Guest essay by Eric Worrall
h/t CFACT – What do greens do when they find a fragile, isolated and desperately impoverished nation? The use it as a petri dish for their policy ideas of course.
SAVE THE LEMURS! EAT THE CRICKETS!
YOU, MY FRIEND, are living through a food revolution. In labs across the world, researchers are growing meat from just a handful of animal cells or engineering striking imitations of meat, including an entirely plant-based burger that bleeds. Human eaters are also starting to appreciate a rich protein source crawling around right under our noses: crickets. People have eaten bugs for millennia, but the Western world forgot that until recently. Companies are now racing to turn crickets into the (lucrative) future of food.

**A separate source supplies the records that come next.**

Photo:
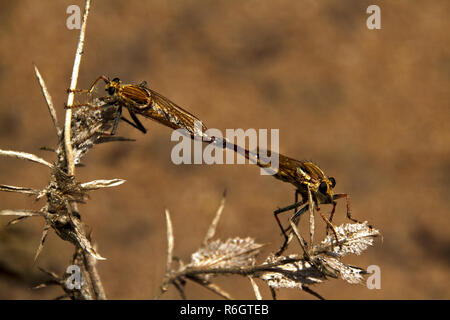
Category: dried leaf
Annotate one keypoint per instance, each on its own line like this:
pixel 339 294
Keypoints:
pixel 291 275
pixel 353 275
pixel 25 156
pixel 234 252
pixel 354 238
pixel 6 188
pixel 97 184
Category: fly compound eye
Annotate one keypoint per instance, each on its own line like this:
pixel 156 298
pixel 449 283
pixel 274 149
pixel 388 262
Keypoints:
pixel 333 181
pixel 323 188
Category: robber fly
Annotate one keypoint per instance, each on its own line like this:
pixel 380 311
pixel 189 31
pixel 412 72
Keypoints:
pixel 311 183
pixel 140 100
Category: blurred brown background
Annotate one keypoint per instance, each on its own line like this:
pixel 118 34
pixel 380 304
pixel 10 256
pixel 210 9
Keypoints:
pixel 369 106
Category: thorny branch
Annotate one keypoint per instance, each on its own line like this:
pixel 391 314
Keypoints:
pixel 83 129
pixel 237 256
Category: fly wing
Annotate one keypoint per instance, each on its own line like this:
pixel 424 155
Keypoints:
pixel 135 94
pixel 165 111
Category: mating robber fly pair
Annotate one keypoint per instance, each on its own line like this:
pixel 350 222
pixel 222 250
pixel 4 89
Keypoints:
pixel 312 184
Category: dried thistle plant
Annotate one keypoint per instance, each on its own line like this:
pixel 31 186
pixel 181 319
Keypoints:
pixel 83 129
pixel 238 256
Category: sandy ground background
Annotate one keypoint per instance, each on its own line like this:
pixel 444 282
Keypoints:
pixel 370 107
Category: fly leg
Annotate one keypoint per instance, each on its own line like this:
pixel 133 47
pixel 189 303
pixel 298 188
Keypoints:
pixel 295 219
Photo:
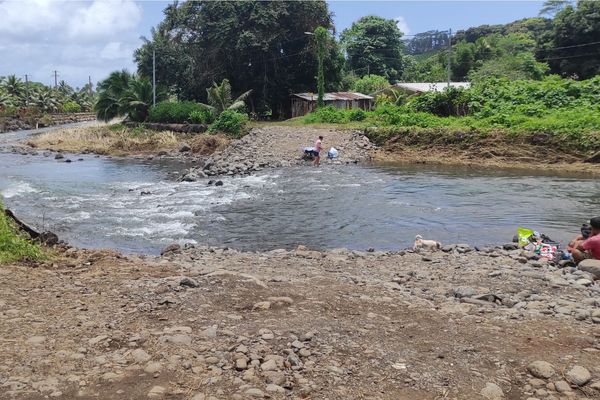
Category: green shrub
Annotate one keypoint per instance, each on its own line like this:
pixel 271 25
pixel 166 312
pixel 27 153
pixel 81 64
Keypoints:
pixel 327 115
pixel 71 107
pixel 230 122
pixel 13 247
pixel 203 116
pixel 357 114
pixel 174 112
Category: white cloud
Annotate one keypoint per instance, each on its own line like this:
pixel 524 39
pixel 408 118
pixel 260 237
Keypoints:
pixel 402 25
pixel 77 38
pixel 104 18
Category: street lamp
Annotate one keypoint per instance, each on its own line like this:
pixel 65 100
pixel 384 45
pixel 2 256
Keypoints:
pixel 153 69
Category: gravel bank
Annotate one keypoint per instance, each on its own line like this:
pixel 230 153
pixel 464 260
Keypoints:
pixel 205 323
pixel 278 146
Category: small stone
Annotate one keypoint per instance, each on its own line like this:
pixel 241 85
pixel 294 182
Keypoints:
pixel 140 356
pixel 262 305
pixel 578 375
pixel 156 392
pixel 269 365
pixel 541 369
pixel 153 367
pixel 254 392
pixel 241 364
pixel 491 391
pixel 188 282
pixel 275 388
pixel 36 340
pixel 562 386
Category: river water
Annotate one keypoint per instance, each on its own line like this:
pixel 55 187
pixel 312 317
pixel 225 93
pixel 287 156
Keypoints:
pixel 97 202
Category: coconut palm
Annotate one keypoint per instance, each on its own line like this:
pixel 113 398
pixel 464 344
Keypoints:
pixel 110 91
pixel 46 99
pixel 125 95
pixel 13 86
pixel 219 97
pixel 136 100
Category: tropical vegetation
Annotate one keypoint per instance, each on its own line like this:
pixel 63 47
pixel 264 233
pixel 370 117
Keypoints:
pixel 13 246
pixel 564 109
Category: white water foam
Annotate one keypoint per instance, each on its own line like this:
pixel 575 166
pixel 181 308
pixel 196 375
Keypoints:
pixel 18 189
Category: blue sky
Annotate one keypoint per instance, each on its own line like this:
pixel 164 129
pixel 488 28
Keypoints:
pixel 91 38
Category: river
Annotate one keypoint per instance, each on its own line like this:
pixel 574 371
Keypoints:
pixel 98 202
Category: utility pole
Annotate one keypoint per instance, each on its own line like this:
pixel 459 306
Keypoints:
pixel 449 54
pixel 26 90
pixel 153 76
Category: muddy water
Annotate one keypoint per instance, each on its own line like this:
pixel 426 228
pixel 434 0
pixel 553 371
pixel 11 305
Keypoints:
pixel 97 202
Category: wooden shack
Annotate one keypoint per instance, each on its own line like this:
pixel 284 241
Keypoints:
pixel 304 103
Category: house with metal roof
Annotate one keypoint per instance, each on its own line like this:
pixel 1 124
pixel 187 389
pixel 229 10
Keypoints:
pixel 422 87
pixel 304 103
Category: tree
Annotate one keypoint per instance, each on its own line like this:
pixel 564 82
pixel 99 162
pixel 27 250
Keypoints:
pixel 125 95
pixel 551 7
pixel 373 46
pixel 219 98
pixel 370 84
pixel 257 45
pixel 321 38
pixel 13 86
pixel 570 52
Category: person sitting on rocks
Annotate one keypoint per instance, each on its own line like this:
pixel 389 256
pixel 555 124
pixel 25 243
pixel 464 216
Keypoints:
pixel 317 151
pixel 587 248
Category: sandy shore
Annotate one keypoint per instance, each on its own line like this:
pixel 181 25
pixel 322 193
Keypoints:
pixel 205 323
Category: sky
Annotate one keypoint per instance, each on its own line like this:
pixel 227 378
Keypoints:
pixel 89 39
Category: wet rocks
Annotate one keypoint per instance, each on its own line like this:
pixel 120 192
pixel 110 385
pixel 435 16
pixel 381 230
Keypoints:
pixel 541 369
pixel 172 248
pixel 578 375
pixel 591 266
pixel 491 391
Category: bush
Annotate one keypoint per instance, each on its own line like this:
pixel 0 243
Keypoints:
pixel 327 115
pixel 13 247
pixel 230 122
pixel 174 112
pixel 203 116
pixel 71 107
pixel 357 114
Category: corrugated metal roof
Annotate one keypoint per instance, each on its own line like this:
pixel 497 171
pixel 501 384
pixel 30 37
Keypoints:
pixel 431 86
pixel 334 96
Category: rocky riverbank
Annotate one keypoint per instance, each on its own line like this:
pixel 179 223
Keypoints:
pixel 280 146
pixel 10 124
pixel 206 323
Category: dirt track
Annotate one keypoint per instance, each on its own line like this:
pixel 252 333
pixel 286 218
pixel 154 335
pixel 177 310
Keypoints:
pixel 300 324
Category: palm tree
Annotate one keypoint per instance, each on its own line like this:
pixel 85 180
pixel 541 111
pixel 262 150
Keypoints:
pixel 136 100
pixel 46 99
pixel 219 97
pixel 125 95
pixel 13 86
pixel 110 91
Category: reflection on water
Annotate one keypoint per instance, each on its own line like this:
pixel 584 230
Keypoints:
pixel 98 203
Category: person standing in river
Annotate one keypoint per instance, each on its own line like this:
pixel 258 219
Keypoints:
pixel 587 248
pixel 317 150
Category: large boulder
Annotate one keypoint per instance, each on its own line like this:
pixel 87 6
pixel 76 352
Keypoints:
pixel 591 266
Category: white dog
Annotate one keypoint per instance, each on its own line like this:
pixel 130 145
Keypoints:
pixel 421 243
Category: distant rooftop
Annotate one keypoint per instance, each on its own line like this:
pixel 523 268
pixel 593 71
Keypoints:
pixel 334 96
pixel 431 86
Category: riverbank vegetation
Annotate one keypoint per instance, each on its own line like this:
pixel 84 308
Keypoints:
pixel 13 246
pixel 119 140
pixel 563 111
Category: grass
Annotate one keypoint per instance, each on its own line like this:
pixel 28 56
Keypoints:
pixel 118 140
pixel 13 246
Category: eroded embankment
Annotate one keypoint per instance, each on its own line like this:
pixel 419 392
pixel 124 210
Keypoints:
pixel 118 140
pixel 207 323
pixel 495 149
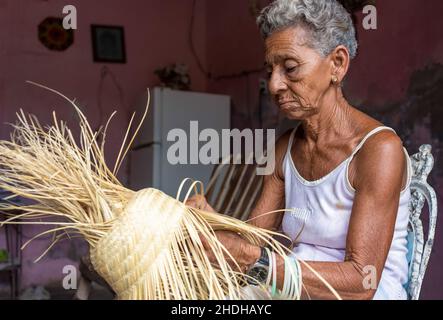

One group of researchers and conservationists, though, thinks it can also use edible insects to save endangered mammals. They’ve spent the past few years developing a program to encourage the people of Madagascar—who have historically consumed insects—to re-embrace bugs as a source of protein. That in turn could relieve pressure on endangered lemurs, which hunters target for bushmeat. The goal is to build facilities to raise and process crickets into a powder, which would create a reliable source of nutrition and jobs for a growing and often undernourished population, all the while saving one of the most iconic primates on Earth.
It’s not malice against lemurs—it’s a matter of survival. “You have to have breakfast before conservation,” says Brian Fisher, an entomologist with the California Academy of Sciences, who helped start the program. “But edible insects is modular—you can start really small and scale up to a family, to a village, to a region.”
As for the taste: “The funny thing is that the cricket we have chosen, fried it tastes like a regular cricket, nothing special,” Hugel says. “But the powder tastes like chocolate. It’s very shocking when you just smell it.”
…Read more: https://www.wired.com/story/save-the-lemurs-eat-the-crickets/?mc_cid=588f257505&mc_eid=096fbd6be9
Nobody asked Madagascans whether they want insect protein. But desperate people will take any food on offer – especially if it tastes like chocolate.
No doubt when the Maduro regime finally collapses in Venezuela, the bug eaters will be straight in, field testing their climate friendly protein ideas a little closer to home.